As the aircraft descended through 12,000 feet, the PIC asked the SIC/PNF the distance to the runway. The SIC/PNF stated, “Five miles, and I have the ridgeline in sight; you’re clear.” The PIC continued the descent, electing at this time to not shut down the right engine, instructed the SIC to lower the landing gear, and that the landing would be made using approach flaps only instead of full flaps.

The SIC announced the aircraft’s weight and recommended approach speed. The cabin crewman stated there was no dangerous terrain between the aircraft and the runway, visually confirmed the landing gear was down, and advised he would stow and secure the camera. The SIC/PNF verified the landing checklist was complete. The PIC informed the crew and control tower he would utilize the first half of the runway and exit the runway at the midfield taxiway.

Upon an uneventful landing, the PIC announced he would not utilize reverse thrust to slow the aircraft and was able to exit the runway at midfield.

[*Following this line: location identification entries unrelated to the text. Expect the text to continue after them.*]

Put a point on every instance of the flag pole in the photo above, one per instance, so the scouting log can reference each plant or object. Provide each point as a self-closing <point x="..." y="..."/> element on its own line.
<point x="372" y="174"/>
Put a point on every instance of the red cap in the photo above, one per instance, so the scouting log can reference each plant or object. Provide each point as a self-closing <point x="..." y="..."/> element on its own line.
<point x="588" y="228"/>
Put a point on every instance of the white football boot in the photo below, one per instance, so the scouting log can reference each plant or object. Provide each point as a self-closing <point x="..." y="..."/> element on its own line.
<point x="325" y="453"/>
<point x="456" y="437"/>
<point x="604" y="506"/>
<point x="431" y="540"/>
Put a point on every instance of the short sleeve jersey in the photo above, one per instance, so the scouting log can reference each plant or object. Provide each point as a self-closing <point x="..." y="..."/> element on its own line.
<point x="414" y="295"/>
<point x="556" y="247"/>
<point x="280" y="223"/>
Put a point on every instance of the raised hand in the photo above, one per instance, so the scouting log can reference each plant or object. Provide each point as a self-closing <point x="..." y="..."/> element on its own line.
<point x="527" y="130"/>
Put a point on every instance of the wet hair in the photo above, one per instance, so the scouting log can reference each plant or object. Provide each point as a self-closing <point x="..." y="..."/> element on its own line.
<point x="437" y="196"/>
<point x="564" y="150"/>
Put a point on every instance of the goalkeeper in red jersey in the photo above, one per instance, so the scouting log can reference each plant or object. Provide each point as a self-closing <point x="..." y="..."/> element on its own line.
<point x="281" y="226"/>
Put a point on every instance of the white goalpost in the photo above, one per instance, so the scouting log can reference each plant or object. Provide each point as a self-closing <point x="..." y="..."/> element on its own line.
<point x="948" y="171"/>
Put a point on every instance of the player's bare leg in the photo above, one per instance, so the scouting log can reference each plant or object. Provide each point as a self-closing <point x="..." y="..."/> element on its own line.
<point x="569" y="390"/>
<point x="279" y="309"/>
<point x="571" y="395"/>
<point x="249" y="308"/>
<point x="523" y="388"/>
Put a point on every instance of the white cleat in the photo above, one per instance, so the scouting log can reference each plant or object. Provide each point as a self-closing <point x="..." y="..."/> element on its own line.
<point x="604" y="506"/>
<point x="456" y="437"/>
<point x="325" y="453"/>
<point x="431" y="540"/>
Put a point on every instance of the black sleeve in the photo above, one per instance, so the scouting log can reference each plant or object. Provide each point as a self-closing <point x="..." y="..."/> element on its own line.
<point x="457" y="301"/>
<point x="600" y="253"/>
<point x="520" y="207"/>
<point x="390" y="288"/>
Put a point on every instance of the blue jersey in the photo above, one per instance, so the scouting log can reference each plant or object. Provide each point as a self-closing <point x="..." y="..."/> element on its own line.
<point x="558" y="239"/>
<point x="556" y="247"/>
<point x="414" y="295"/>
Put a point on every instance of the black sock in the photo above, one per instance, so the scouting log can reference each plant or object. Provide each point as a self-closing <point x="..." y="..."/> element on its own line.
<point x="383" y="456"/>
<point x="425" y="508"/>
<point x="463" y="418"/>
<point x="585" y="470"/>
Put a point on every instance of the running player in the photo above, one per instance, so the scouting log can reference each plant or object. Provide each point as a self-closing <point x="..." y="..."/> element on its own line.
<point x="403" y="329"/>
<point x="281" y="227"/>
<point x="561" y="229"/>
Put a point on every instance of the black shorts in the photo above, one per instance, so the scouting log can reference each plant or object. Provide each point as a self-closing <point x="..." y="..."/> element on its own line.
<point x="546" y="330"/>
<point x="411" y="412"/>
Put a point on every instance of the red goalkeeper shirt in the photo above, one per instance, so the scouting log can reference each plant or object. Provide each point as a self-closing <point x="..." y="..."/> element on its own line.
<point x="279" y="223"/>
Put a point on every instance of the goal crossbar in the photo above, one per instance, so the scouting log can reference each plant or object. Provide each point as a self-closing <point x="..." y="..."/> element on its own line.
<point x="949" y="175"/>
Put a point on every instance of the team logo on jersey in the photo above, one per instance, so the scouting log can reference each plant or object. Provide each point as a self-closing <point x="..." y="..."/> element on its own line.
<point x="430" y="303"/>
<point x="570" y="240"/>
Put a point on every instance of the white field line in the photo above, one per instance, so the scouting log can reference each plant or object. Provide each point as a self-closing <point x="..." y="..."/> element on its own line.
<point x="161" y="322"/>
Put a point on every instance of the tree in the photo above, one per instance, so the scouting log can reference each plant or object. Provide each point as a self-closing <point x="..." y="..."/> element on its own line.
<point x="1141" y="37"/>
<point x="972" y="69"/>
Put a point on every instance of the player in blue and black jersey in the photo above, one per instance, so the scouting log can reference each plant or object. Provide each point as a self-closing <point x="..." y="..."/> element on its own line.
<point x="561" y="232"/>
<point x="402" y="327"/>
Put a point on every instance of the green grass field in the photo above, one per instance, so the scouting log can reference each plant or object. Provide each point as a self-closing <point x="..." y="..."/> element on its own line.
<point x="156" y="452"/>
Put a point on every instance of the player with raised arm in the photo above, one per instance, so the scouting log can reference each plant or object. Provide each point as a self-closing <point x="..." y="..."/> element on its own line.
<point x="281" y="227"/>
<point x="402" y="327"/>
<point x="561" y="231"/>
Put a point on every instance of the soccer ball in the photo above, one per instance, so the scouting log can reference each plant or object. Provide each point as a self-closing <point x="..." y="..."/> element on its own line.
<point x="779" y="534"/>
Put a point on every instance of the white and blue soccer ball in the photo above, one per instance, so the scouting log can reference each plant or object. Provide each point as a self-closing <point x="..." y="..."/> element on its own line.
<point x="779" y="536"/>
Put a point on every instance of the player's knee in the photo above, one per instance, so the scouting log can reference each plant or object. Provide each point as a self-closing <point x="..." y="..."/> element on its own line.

The PIC informed the tower controller he would clear the runway and taxiway, proceed to the company’s ramp area and shut down at that location. Upon entering the ramp, the crew performed an emergency engine shutdown and exited the aircraft.

Post-flight inspection by the maintenance department led them to believe an oil seal had failed, allowing oil into the engine’s compressor section. The resulting smoke then entered the cabin through the aircraft’s environmental system. Examination revealed the engine had no oil remaining. An engine inspection had not yet been completed at this writing.


The mission had been ongoing for 3.0 hours, approximately 1.5 hours remained and the crew was completely surprised by the emergency. I (PIC) was in a high state of shock for approximately 10 seconds as smoke engulfed the cockpit. My breathing rate rapidly increased, became shallow and a rapid heart rate was felt. I would describe this moment as moderate panic, disbelief and the most scared I have ever been in my life, followed quickly by a sense of, “Calm down, take control and handle the situation.”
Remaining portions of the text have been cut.